The purpose of this example is to trigger an activity depending upon the occurence of one of three events; the arrival of any of two types of messages, or the expiration of a timer.

This could quite easily be hidden behind any interface, be it REST's uniform interface, or WSDL's service-specific interfaces. For example, using the example WSDL above, if the timer expires then some action may be taken, and the state of the service modified such that invoking the inputLineItem or "orderComplete" operations resulted in a "Too bad, timer has passed" fault. Similarly, this could be hidden behind REST's uniform interface by exposing two resources, one which identifies an order to which line items can be added (POSTed), and the other a processing container to which representations of orders can be submitted (POSTed).

Flow

A Flow is a construct that adds concurrency and synchronization capabilities to activities. Most simply, any set of activities nested in a flow element are being declared to be able to execute concurrently. In workflow terms, this would enable "Splits" and "Joins"/"Rendezvous".
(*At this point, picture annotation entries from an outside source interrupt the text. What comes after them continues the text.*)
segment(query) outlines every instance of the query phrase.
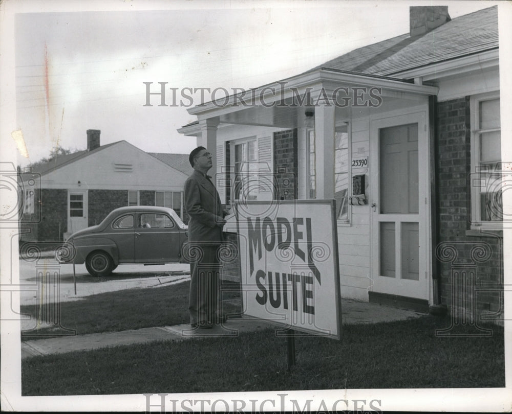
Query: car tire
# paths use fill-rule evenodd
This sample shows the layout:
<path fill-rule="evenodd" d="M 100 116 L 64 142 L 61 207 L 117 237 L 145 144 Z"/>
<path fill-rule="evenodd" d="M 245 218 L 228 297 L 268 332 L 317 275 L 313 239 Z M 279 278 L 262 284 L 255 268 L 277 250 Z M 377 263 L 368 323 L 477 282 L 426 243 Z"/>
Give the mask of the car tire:
<path fill-rule="evenodd" d="M 86 259 L 87 271 L 93 276 L 108 276 L 114 267 L 114 261 L 110 255 L 101 250 L 92 252 Z"/>

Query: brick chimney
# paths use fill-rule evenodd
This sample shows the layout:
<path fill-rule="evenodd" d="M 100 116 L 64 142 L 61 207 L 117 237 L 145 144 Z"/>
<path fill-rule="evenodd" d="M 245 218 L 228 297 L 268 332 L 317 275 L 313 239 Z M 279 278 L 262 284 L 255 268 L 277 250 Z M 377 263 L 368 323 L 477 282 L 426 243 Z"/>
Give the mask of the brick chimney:
<path fill-rule="evenodd" d="M 99 148 L 99 129 L 87 130 L 87 151 L 92 151 Z"/>
<path fill-rule="evenodd" d="M 409 7 L 409 34 L 420 36 L 452 20 L 447 6 L 412 6 Z"/>

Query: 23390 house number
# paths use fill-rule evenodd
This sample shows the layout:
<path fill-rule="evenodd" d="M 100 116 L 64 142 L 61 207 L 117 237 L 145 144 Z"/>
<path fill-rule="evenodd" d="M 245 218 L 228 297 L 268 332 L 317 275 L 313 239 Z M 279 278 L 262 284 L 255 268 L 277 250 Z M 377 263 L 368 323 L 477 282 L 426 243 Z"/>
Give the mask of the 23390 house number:
<path fill-rule="evenodd" d="M 352 167 L 368 167 L 368 157 L 360 158 L 358 159 L 352 160 Z"/>

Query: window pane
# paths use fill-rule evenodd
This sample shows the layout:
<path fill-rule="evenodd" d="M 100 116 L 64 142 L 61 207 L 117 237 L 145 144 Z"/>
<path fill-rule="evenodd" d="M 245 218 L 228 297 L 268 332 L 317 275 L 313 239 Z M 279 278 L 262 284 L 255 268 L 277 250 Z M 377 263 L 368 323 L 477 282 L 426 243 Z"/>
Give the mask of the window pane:
<path fill-rule="evenodd" d="M 157 191 L 155 193 L 155 205 L 163 207 L 163 192 Z"/>
<path fill-rule="evenodd" d="M 480 103 L 480 129 L 500 127 L 500 100 L 483 101 Z"/>
<path fill-rule="evenodd" d="M 256 141 L 249 141 L 248 143 L 248 161 L 255 161 L 256 156 Z"/>
<path fill-rule="evenodd" d="M 181 193 L 177 191 L 173 193 L 173 208 L 179 209 L 181 206 Z"/>
<path fill-rule="evenodd" d="M 173 192 L 165 192 L 165 199 L 163 203 L 164 207 L 168 207 L 169 209 L 173 208 Z"/>
<path fill-rule="evenodd" d="M 137 191 L 129 191 L 128 192 L 128 205 L 137 205 L 138 204 L 138 200 L 137 199 Z"/>
<path fill-rule="evenodd" d="M 255 140 L 234 146 L 234 177 L 232 199 L 255 200 L 259 191 L 258 151 Z"/>
<path fill-rule="evenodd" d="M 309 165 L 308 166 L 308 176 L 309 188 L 308 189 L 308 198 L 316 198 L 316 158 L 315 154 L 315 131 L 313 130 L 308 132 L 308 150 Z"/>
<path fill-rule="evenodd" d="M 81 217 L 83 216 L 83 211 L 81 209 L 76 210 L 70 210 L 69 215 L 72 217 Z"/>
<path fill-rule="evenodd" d="M 348 133 L 336 133 L 334 149 L 334 199 L 338 220 L 348 219 Z"/>
<path fill-rule="evenodd" d="M 480 161 L 498 163 L 501 160 L 501 133 L 499 131 L 480 134 Z"/>
<path fill-rule="evenodd" d="M 503 219 L 503 202 L 501 191 L 480 193 L 480 220 L 501 221 Z"/>

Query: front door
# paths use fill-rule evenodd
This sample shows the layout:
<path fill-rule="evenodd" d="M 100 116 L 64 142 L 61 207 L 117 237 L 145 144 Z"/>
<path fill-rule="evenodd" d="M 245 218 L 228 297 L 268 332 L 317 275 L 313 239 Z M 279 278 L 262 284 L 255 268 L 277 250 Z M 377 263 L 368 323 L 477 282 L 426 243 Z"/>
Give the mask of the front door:
<path fill-rule="evenodd" d="M 372 279 L 376 292 L 429 299 L 425 114 L 372 123 Z"/>
<path fill-rule="evenodd" d="M 68 233 L 75 232 L 88 227 L 87 190 L 68 191 Z"/>

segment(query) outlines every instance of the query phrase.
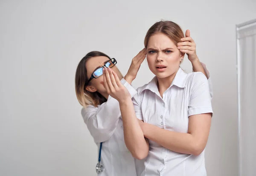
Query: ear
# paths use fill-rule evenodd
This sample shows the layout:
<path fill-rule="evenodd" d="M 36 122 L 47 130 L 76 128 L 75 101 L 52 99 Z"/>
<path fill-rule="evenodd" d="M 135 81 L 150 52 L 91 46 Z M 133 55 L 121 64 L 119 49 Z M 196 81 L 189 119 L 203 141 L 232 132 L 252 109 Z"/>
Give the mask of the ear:
<path fill-rule="evenodd" d="M 86 90 L 91 92 L 95 92 L 97 91 L 97 89 L 96 89 L 94 86 L 87 86 L 86 87 L 85 87 L 85 89 Z"/>

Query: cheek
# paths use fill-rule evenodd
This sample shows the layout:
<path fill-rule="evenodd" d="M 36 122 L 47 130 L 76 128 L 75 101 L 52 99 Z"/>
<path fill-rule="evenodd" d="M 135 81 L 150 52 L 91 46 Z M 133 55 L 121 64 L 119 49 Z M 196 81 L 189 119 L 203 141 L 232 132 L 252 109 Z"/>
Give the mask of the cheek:
<path fill-rule="evenodd" d="M 117 67 L 116 66 L 113 66 L 112 68 L 111 68 L 111 69 L 114 72 L 115 72 L 116 73 L 116 75 L 117 75 L 117 76 L 118 76 L 118 78 L 119 78 L 119 79 L 121 80 L 122 78 L 123 78 L 123 76 L 122 75 L 122 74 L 119 71 L 119 70 L 118 69 Z"/>
<path fill-rule="evenodd" d="M 102 87 L 103 87 L 103 85 L 102 85 L 100 83 L 103 82 L 103 76 L 100 76 L 96 79 L 93 79 L 93 82 L 92 83 L 92 86 L 94 86 L 97 89 L 102 89 Z"/>

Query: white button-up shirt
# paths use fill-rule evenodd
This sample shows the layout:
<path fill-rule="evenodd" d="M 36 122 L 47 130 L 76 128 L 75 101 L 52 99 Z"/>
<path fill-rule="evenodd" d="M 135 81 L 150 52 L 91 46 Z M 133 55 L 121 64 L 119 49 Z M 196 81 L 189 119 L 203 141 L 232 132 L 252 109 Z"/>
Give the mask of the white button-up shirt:
<path fill-rule="evenodd" d="M 124 79 L 122 79 L 121 82 L 127 88 L 132 97 L 137 93 Z M 86 109 L 83 108 L 81 114 L 98 146 L 98 151 L 100 142 L 103 142 L 101 163 L 103 166 L 104 170 L 98 175 L 136 176 L 135 159 L 125 144 L 122 120 L 118 101 L 109 96 L 107 102 L 97 107 L 89 106 Z M 95 156 L 96 158 L 97 156 Z"/>
<path fill-rule="evenodd" d="M 189 116 L 212 113 L 212 92 L 210 93 L 208 84 L 211 82 L 201 72 L 186 74 L 180 68 L 163 98 L 157 82 L 155 77 L 139 88 L 138 93 L 133 98 L 137 117 L 144 122 L 169 130 L 187 133 Z M 204 150 L 198 156 L 180 153 L 149 141 L 149 151 L 141 176 L 207 175 Z"/>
From a hypermedia point of view, this is perhaps the most interesting of constructs, as one wouldn't automatically appreciate that the hypermedia application model was rich enough to encapsulate this functionality. I believe it is.

Take the simple example from the BPEL spec;

<sequence>
  <flow>
     <invoke partner="Seller" .../>
     <invoke partner="Shipper" .../>
  </flow>
  <invoke partner="Bank" .../>
</sequence>

This declares that the Seller and Shipper activities can occur concurrently, but that when both are complete, that the Bank activity can occur. This identifies a "Split" at the beginning of the flow, and a "Join" at the end of it.

A hypermedia version of this might proceed as follows;

GET on a URI identifying the composite process

response is a 300, whose body provides URIs to the next steps in each of the Seller and Shipper processes. The semantics of "300" are such that each provided URI is a valid state transition, inducing the desired "Split" semantic (actually, even a 200/2xx may be fine - I'll have to mull that one over).

client proceeds to follow both processes
assuming the Seller process is completed first

client invokes MONITOR on the final URI provided by the Seller process (the URI would identify the Rendezvous with the Shipper process)
at some point, the Shipper process concludes and the service modifies the state of the Rendezvous to indicate a new URI which declares the next state transition in the Sequence
client is notified of updated Rendezvous due to established MONITOR, refreshes it, sees the new URI, and invokes GET on it

client follows next process to conclude Sequence

There's a lot more complexity to Flow that I'm going to skip over for now. If somebody wants to pay me, I'd be happy to finish it. 8-) Suffice it to say that the little used 300 response code is sufficient for enabling "Splits" to occur in a hypermedia application model, and that the to-be-standardized MONITOR HTTP extension (or Waka built-in) would provide the scalable (compared with constant refreshing) ability to enable Rendezvous.

Conclusion

Web services have been lacking an application model since they arrived on the scene a few years ago, and "choreography" solutions are a response to that. For whatever reason, the hypermedia application model used by the Web was rejected, despite, as this paper attempts to lay out, its suitability for the task.

If the issue were as simple as two possible solutions to the same problem, this paper would be nothing more than an interesting comparison. However, a critical point is that the choreography application model requires that implementation details (the business process rules) be exposed as part of the interface. This will make them very brittle should they need to change, as well as drastically increasing the coordination costs of implementing a multi-party process (since the more parties that are in the process, the more agreement that will need to be made). By keeping process implementation details hidden behind the interface, none of those problems exist.